Alloggi in pessime condizioni affittati a cittadini stranieri: sequestrati dalla polizia

E' successo a Novara. All'interno delle abitazioni, in cui tra le altre cose mancavano corrente e acqua potabile oltre ai servizi igienici, vivevano 5 cittadini stranieri, alcuni dei quali irregolari

I sigilli della polizia

Alloggi fatiscenti in cui regnava il degrado affittati, ovviamente senza un contratto, a cittadini stranieri irregolari sul territorio nazionale. La polizia di Novara ha sequestrato due locali di uno stabile in centro città.

E' successo lo scorso 17 novembre in viale Dante, dove i poliziotti sono intervenuti, su segnalazione di alcuni residenti, per un controllo straordinario in uno stabile al civico 28/B, in cui erano state appunto segnalate situazioni di degrado e sovraffollamento. Qui gli agenti hanno trovato due alloggi in pessime condizioni, al piano terra e al secondo piano, in cui vivevano in totale 5 persone.

Per questo motivo è scattato il sequestro preventivo dei due locali in base all'ex art. 321 del Codice di procedura penale, "in quanto locati in violazione delle norme di settore allo scopo di favorire la permanenza sul territorio nazionale di cittadini stranieri irregolari", poi convalidato dal Gip del Tribunale di Novara.

L'alloggio al piano terra, con destinazione d’uso a magazzino ed articolato in due locali di ridotte dimensioni, era sprovvisto di acqua potabile e di impianto funzionante di riscaldamento, senza un vero e proprio bagno (c'era solo il water) e pieno di muffa, sia sul soffitto che sulle pareti. All'interno dell'alloggio gli agenti hanno identificato due coniugi di origine nigeriana irregolari sul territorio nazionale, che hanno riferito di viverci dal lulgio scorso, pagando la somma di 300 euro al mese, con caparra iniziale di 900 euro, così come concordato con la proprietaria, una donna originaria del ragusano.

Secondo quanto ricostruito dalla polizia, il denaro sarebbe stato consegnato in contanti alla figlia della proprietaria dell’abitazione, su disposizione di quest’ultima: "A riprova di quanto riferito - spiegano dalla Questura - sono stati forniti gli screenshot dei messaggi scritti e i messaggi vocali, che la proprietaria ha inviato per sollecitare il pagamento dei canoni mensili, evidenziando peraltro consapevolezza delle carenti condizioni dell’appartamento nonchè la volontà di non procedere alla stipula del contratto di locazione".

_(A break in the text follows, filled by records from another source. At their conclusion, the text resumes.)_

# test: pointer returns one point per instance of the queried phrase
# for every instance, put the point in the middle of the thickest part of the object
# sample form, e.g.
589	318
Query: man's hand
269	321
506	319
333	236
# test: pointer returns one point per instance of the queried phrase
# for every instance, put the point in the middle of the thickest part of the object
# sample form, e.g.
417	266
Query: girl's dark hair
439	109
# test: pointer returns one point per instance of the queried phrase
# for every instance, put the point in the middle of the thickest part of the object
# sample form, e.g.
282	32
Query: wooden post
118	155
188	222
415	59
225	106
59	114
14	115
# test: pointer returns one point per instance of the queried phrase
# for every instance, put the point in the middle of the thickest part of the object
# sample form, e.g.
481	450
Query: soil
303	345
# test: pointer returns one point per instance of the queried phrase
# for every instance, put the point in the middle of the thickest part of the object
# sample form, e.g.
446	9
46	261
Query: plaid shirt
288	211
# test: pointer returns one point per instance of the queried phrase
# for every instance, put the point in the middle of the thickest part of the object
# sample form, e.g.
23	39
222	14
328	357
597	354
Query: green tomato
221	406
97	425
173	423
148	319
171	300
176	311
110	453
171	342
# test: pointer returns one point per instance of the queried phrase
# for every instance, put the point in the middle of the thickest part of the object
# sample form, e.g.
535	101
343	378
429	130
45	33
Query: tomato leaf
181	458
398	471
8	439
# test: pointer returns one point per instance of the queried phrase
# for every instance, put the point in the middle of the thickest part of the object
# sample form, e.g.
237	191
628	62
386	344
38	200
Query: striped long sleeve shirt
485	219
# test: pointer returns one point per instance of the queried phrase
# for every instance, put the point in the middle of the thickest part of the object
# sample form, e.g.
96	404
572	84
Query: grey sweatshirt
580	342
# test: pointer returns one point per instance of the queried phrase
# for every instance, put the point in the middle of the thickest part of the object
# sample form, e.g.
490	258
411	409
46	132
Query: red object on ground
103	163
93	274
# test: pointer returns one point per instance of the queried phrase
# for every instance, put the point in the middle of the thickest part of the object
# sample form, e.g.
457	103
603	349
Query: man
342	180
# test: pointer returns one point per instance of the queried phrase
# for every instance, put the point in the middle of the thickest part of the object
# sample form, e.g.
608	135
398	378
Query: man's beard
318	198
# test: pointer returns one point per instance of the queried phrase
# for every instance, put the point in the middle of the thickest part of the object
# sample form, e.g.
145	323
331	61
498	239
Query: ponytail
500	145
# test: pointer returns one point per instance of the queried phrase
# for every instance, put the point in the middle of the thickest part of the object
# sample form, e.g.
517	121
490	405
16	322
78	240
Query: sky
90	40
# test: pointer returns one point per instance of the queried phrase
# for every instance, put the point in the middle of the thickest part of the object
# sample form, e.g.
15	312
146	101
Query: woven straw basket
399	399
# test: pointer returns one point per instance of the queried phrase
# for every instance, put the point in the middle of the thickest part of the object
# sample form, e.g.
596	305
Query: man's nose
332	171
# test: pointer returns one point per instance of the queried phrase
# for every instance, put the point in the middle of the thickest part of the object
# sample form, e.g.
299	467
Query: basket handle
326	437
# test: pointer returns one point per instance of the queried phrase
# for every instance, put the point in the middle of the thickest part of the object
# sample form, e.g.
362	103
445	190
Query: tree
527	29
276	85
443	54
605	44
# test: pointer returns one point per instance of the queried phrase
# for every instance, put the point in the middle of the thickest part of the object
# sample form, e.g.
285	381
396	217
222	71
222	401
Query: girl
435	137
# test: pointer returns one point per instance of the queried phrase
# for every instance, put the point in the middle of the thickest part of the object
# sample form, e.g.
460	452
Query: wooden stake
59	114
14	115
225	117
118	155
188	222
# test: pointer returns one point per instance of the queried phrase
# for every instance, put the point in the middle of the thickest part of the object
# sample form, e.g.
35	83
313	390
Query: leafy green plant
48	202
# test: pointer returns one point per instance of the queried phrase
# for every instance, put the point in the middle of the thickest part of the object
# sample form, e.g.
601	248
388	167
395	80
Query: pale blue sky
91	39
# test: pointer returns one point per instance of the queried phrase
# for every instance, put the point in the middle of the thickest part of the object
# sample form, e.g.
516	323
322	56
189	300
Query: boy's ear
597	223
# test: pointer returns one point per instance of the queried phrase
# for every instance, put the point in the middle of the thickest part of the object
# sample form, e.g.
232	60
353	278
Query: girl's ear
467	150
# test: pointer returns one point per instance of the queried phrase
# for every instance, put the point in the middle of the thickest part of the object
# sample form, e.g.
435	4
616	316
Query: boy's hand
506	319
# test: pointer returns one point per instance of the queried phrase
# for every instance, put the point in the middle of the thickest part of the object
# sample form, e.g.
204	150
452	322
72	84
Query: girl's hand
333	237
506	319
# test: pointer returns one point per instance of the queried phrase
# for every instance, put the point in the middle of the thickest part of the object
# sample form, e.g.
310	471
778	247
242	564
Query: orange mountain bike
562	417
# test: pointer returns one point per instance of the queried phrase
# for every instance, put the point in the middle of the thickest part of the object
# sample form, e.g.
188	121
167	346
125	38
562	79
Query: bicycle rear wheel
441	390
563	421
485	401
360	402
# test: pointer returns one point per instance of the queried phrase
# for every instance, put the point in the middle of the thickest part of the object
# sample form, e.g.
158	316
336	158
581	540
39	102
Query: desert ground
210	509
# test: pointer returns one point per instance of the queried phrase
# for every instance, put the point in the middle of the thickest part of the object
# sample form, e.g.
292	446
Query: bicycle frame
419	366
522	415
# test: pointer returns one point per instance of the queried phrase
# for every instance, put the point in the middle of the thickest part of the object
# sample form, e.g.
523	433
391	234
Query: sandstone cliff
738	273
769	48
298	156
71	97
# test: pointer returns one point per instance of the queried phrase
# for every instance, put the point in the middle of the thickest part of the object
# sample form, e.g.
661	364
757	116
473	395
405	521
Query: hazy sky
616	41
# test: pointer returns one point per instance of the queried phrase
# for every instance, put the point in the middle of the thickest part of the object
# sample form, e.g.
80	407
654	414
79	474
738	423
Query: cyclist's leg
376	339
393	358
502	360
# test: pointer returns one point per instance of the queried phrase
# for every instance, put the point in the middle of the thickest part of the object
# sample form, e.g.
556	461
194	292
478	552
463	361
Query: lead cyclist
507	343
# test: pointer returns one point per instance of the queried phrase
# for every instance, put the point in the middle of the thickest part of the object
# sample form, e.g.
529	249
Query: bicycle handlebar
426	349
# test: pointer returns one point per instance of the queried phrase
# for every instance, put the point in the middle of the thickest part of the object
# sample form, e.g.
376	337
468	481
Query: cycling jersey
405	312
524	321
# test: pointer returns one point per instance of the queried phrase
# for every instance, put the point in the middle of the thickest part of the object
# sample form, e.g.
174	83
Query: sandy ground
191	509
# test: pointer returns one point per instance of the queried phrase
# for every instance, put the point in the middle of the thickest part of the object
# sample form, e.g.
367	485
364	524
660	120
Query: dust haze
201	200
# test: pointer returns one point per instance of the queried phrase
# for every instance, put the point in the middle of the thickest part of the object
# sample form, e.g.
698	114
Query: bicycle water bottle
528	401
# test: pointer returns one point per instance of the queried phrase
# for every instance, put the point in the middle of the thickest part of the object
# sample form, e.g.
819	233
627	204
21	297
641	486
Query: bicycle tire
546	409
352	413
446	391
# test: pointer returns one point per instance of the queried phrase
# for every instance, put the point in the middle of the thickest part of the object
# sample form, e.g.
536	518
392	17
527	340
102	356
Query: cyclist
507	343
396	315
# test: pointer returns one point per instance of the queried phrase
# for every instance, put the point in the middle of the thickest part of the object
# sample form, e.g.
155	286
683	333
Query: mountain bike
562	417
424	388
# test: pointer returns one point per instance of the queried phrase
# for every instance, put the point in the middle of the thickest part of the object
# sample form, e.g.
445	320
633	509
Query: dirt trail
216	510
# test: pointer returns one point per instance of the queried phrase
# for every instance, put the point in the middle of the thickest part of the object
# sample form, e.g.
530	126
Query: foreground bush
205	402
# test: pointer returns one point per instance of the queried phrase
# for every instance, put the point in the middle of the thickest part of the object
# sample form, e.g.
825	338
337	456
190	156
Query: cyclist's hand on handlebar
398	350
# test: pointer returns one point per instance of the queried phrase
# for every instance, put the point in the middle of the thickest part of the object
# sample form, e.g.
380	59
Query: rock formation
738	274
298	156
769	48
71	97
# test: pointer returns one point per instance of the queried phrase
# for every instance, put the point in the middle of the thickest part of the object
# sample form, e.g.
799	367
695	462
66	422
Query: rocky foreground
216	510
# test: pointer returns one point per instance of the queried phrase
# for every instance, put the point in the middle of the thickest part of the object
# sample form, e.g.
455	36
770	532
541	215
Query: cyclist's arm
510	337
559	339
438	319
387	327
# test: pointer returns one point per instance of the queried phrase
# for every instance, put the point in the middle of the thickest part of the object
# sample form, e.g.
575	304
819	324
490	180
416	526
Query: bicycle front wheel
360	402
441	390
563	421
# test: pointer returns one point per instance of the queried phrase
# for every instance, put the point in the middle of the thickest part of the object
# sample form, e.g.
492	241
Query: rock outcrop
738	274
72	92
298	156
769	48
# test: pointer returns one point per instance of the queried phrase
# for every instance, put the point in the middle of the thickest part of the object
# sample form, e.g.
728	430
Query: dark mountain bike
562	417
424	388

Inoltre, dopo il sopralluogo di una squadra esterna dell'Enel, è stato anche accertato il furto di energia elettrica tramite allaccio a monte del contatore, risalente ad un momento comunque precedente all’entrata nell’appartamento dei due coniugi.

Al termine degli accertamenti, il marito è stato indagato per la violazione dell’art.14 del Testo unico sull'immigrazione, in relazione al decreto di espulsione del 29 settembre 2020, e nei suoi confronti è stato emesso un nuovo decreto di espulsione. La moglie, invece, al nono mese di gravidanza, è stata accompagnata prima in ospedale e poi, con il suo consenso, in una struttura di accoglienza.

Nell’alloggio al secondo piano, invece, sono stati identificati tre cittadini stranieri di origine nigeriana, risultati affittuari di una loro connazionale a cui pagavano un canone mensile di 50 euro a testa. Al termine degli accertamenti, uno dei tre, irregolare sul territorio nazionale, è stato denunciato per la violazione dell'art.14 del Testo unico sull'immigrazione, in relazione al decreto di espulsione del 2 ottobre 2019. Per lui, e per un secondo affittuario, è stato disposto un nuovo decreto di espulsione.

Anche in questo caso l'alloggio è stato trovato in pessime condizioni igienico-sanitarie, senza acqua potabile ed energia elettrica, con cavi elettrici scoperti e pericolosi, completamente fatiscente nelle strutture e negli impianti, con cumuli di rifiuti di ogni genere. Per quanto riguarda la proprietà dell’appartamento in questione, la polizia ha accertato che si tratta di un alloggio ipotecato.

"Pertanto - spiegano dalla Questura - si desume che l’alloggio sia stato occupato abusivamente per essere sfruttato da soggetti senza scrupoli allo scopo di ricavarne un indebito vantaggio economico in danno di stranieri irregolari sul territorio nazionale, non aventi i requisiti per procedere ad una regolare locazione".